As Christians, we have a responsibility to be helping hands — at home, at church, and in our community. And we have a responsibility to teach our children how to be happy helpers. So how exactly does one go about encouraging children to be helpful?
I haven’t figured it out exactly, but I think it comes through modeling. Teaching by example. If I am doing my best every day to be a helpmeet to my husband, if I am committed to help my church and my community whenever possible, if I can lend a helping hand to my little boy when he is cleaning off the table, or rinse a few of the dishes when my daughter is filling the dishwasher, if I can help put the laundry away, and cheerfully take my husband something he has forgotten — I hope my children will see the importance of being willing hands to help.
If I can take a neighbor a meal when they are sick, or babysit for a Mama with a last minute appointment, or show up at church to help pack meals for the hungry — I hope my children will see the value of being Christ’s hands in the community. If I can look a homeless man in the eye and hand him a bag of goodies made just for him, if I can help push a little girl on the swing even if she isn’t mine, if I can give the neighbor child a glass of cold water on a hot afternoon, maybe I can show Christ’s love in spite of my daily failures, my weakness, my humanity.
My dad modeled this for me. He will help anybody, any time. He will show up to help pour concrete at the neighbor’s house, build a firewall, plant tomatoes. My dad will come help you anytime he is able. When he has extra produce from his garden, he is very likely to leave it on your porch. If I needed help with Algebra, he sat down and endured my tirades. My dad lends a helping hand. It’s his lifestyle.
I’ll never forget the day my dad drove 2.5 hours to go pick up my boyfriend when his tire went flat on the way home from a weekend visiting at my home. Helping is just what he does. I don’t think I’ve ever met anyone with the heart to help others like my dad has. That’s the kind of legacy I want to leave my kids.
And let our people learn to devote themselves to good works, so as to help cases of urgent need, and not be unfruitful. Titus 3:14
One of the things I have noticed about the way my dad raised us — he raised us to be helpers too. Not only did he set a great example, he also expected us to help out whenever we could. We were just expected to go help dig potatoes, pick raspberries, carry bags of produce to the neighbors, help run the clothing and supply closet after the tornado, do chores around the house, rake leaves for the elderly, and go with him to the nursing home to help cheer up the old people. It was the way we lived.

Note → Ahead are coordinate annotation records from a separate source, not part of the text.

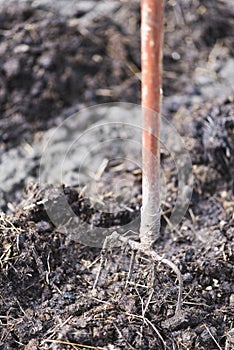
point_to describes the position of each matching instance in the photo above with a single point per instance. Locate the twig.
(212, 337)
(72, 344)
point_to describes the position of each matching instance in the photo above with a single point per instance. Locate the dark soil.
(52, 66)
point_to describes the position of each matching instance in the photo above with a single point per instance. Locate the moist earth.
(58, 59)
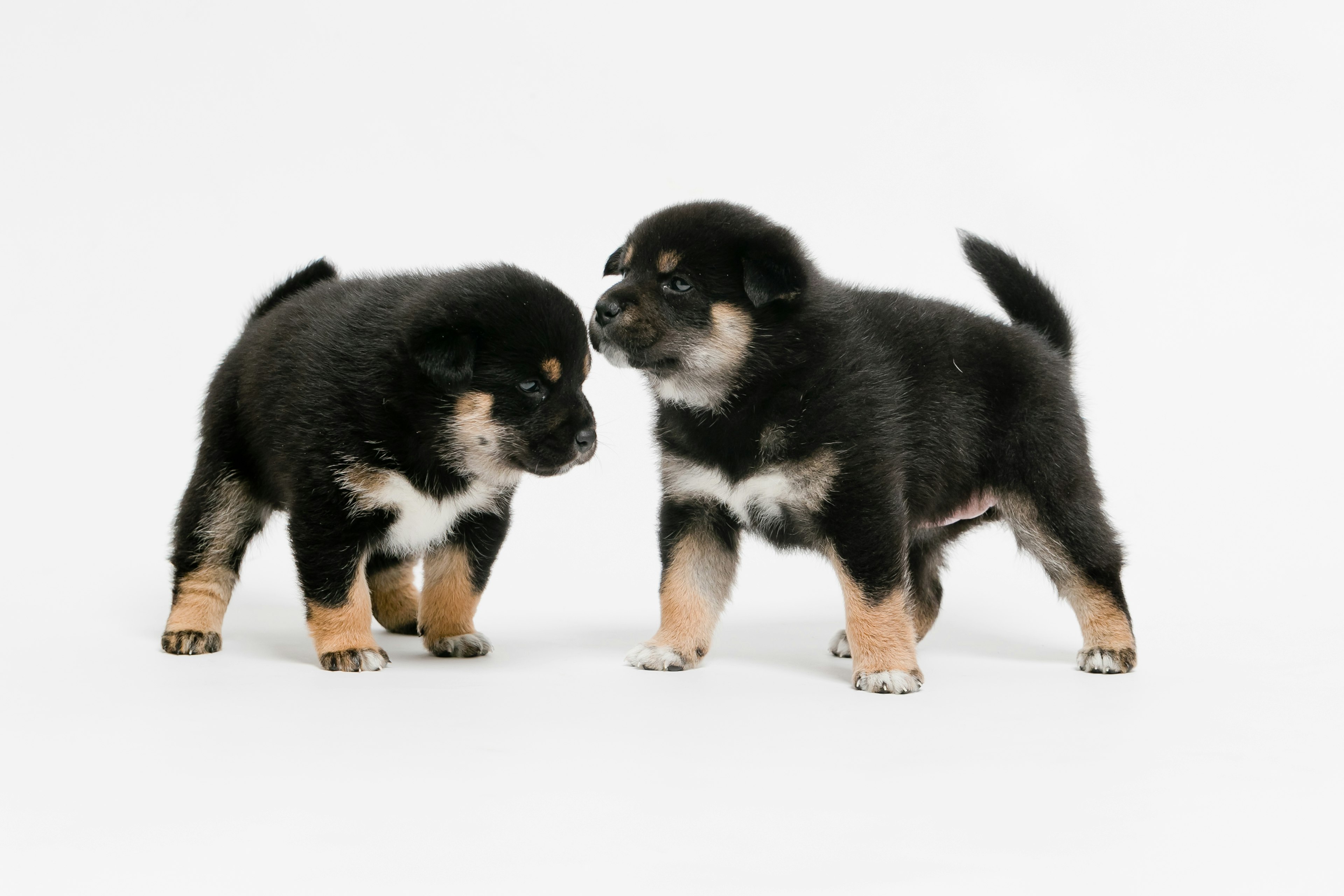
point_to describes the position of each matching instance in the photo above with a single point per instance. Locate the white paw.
(888, 681)
(1105, 662)
(472, 644)
(357, 660)
(651, 656)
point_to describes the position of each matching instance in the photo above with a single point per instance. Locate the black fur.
(332, 377)
(315, 273)
(1019, 290)
(924, 405)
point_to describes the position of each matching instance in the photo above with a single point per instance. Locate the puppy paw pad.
(190, 643)
(361, 660)
(472, 644)
(888, 681)
(656, 659)
(1107, 662)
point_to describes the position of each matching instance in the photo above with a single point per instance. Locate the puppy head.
(503, 354)
(697, 282)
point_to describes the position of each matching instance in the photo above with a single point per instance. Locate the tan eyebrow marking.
(668, 261)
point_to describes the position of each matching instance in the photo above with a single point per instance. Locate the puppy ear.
(448, 358)
(766, 279)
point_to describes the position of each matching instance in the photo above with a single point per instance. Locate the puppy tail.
(315, 273)
(1021, 292)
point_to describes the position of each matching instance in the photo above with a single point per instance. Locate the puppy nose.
(608, 309)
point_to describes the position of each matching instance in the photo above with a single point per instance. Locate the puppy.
(870, 426)
(392, 418)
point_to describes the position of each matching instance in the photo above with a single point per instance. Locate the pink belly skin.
(969, 511)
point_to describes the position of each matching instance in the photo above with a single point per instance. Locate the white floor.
(1171, 168)
(552, 766)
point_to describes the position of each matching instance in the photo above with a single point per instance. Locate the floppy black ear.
(448, 358)
(766, 280)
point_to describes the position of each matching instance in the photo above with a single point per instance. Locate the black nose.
(608, 309)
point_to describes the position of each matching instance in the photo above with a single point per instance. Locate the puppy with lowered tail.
(870, 426)
(392, 418)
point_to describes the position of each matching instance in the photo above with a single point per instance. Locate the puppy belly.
(422, 520)
(969, 511)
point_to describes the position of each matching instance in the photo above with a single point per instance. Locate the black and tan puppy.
(870, 426)
(392, 418)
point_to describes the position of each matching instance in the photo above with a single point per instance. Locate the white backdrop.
(1172, 170)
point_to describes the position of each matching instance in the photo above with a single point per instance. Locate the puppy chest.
(422, 520)
(761, 500)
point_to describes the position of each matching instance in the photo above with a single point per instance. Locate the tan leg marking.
(343, 635)
(882, 639)
(448, 605)
(1108, 636)
(201, 600)
(668, 260)
(396, 598)
(198, 612)
(201, 597)
(694, 593)
(924, 618)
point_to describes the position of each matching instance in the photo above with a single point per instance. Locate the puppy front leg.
(880, 622)
(455, 577)
(699, 547)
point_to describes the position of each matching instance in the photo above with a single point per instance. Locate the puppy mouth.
(644, 358)
(648, 360)
(541, 468)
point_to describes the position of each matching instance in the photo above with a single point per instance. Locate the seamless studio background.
(1172, 170)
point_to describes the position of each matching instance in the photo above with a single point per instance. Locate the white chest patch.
(421, 520)
(763, 498)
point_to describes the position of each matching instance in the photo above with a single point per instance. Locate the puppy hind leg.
(924, 597)
(455, 578)
(342, 628)
(881, 636)
(1083, 558)
(392, 586)
(216, 522)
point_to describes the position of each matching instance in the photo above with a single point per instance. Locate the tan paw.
(660, 659)
(1107, 662)
(472, 644)
(190, 643)
(888, 681)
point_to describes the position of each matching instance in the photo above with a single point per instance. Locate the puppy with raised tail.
(392, 418)
(870, 426)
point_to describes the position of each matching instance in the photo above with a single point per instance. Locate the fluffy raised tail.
(1021, 293)
(315, 273)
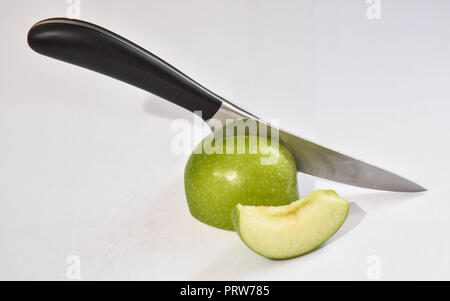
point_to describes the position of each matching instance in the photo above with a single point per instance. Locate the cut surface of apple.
(281, 232)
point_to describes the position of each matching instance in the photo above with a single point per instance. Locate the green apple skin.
(216, 183)
(283, 232)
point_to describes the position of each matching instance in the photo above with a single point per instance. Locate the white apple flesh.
(282, 232)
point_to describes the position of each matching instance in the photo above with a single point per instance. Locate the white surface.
(86, 166)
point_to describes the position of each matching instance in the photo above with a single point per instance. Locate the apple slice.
(288, 231)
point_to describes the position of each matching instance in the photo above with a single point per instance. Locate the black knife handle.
(95, 48)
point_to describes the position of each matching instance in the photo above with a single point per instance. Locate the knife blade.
(98, 49)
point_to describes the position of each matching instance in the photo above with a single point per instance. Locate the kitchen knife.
(95, 48)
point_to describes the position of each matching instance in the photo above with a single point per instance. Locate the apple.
(282, 232)
(215, 183)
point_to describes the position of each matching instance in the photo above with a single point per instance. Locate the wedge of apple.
(282, 232)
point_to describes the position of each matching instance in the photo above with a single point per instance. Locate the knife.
(98, 49)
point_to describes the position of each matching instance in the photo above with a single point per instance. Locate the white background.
(86, 167)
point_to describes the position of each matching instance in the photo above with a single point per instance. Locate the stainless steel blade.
(314, 159)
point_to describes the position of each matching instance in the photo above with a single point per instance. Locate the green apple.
(282, 232)
(215, 183)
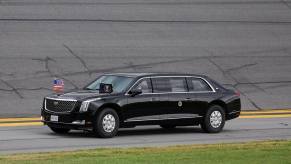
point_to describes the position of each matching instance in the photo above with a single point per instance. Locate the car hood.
(80, 95)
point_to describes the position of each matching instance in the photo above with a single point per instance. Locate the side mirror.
(105, 88)
(135, 92)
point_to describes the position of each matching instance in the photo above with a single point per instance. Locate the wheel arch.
(113, 106)
(221, 104)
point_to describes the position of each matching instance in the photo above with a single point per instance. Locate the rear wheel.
(168, 127)
(60, 130)
(106, 123)
(214, 119)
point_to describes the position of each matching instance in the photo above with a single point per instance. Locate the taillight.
(237, 93)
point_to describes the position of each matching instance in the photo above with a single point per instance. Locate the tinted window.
(119, 83)
(145, 86)
(197, 85)
(161, 85)
(173, 84)
(178, 84)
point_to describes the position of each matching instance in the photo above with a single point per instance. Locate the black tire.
(206, 124)
(60, 130)
(101, 131)
(168, 127)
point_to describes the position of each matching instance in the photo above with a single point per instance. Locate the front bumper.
(68, 120)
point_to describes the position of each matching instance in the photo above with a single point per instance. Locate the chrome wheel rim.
(215, 119)
(108, 123)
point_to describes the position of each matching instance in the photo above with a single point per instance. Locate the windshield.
(119, 83)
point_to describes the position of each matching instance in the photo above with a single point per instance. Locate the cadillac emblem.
(56, 103)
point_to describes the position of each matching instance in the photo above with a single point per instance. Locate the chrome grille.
(59, 105)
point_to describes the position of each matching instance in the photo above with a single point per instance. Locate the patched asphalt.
(243, 44)
(41, 139)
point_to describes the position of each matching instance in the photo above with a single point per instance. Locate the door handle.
(188, 99)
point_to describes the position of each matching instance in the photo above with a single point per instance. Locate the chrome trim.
(160, 119)
(212, 88)
(234, 112)
(59, 99)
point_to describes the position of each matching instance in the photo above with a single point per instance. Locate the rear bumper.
(233, 115)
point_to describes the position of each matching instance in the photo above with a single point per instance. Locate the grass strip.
(252, 152)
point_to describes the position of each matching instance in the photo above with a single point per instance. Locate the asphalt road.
(40, 138)
(244, 44)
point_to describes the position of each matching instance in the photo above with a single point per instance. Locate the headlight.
(85, 104)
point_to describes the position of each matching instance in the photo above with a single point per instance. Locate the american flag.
(58, 85)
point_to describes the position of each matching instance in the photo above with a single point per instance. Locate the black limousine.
(122, 100)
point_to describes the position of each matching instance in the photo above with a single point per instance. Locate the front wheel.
(60, 130)
(214, 119)
(106, 123)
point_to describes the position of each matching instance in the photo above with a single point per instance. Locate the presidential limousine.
(123, 100)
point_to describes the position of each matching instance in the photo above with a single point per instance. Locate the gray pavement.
(38, 139)
(244, 44)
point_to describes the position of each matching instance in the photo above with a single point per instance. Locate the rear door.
(199, 96)
(172, 91)
(141, 107)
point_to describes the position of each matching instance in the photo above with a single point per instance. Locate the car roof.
(139, 75)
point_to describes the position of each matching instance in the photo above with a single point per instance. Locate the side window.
(145, 86)
(178, 84)
(166, 84)
(198, 85)
(161, 85)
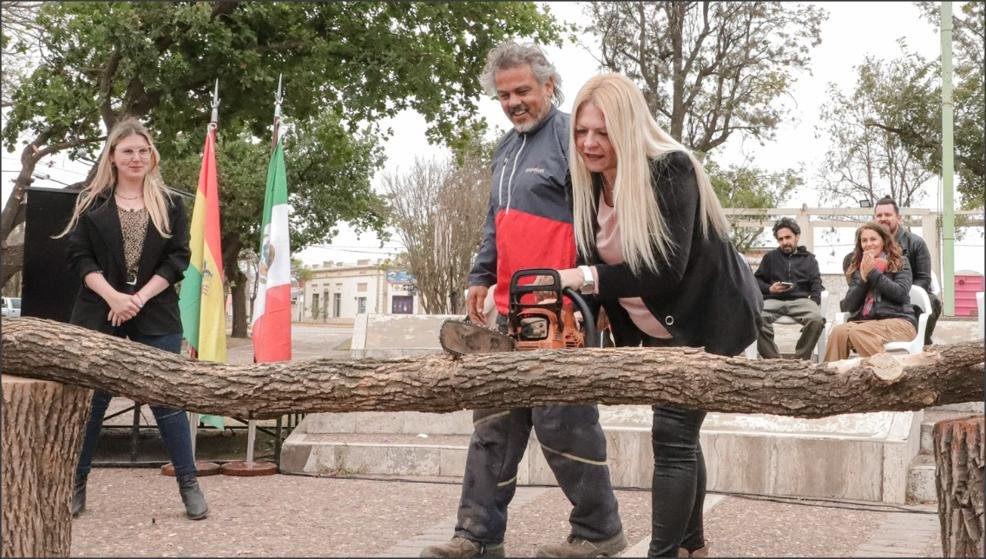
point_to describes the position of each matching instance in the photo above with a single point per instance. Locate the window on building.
(402, 304)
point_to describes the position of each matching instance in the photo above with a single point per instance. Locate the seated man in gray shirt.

That’s another aspect of how I am trying to teach my children to be helpful. Besides setting an example (which isn’t nearly as good as my dad’s was) I also expect them to help. I was so blessed this week as I worked on revising this post – to notice the things my teenagers were taking care of. I got a pretty bad cold.
On the worst day, I did school with the kids in the morning and then spent most of the afternoon in bed and doing breathing treatments. My seventeen-year-old fixed everyone lunch without even being asked. My almost fifteen-year-old played LEGOs with the little kids for a long time and got onto them about coming into my room to pester me when I needed sleep. They took over for me!
I rested easy, knowing they were taking care of what needed doing. In fact, I did at one point ask to make sure they were going to take care of lunch, but at that point it was already done and cleaned up! Getting to this point in my parenting is amazing – seeing the things my children have learned well. I can certainly see so many mistakes I have made! But it blesses me to see how they are turning into helpful young men and women in spite of my failures.
I’m a work in progress. I am trying to figure this out. I’ve been giving it a lot of thought lately. How are you encouraging your children to be helpful?
Samantha Vinyard says
I just love this so much. I can relate to most everything you said. My father is also a wonderful helper and I also love to help and bless others. I struggle to see that in my almost 6 year old though but it comes natural for my 3 year old. Both boys. Besides just modeling this helpful attitude how can I encourage and teach my strong willed 6er to be a happy helper? I would love for this to come from his heart and not because he’s being forced but I know practice makes better. Thanks.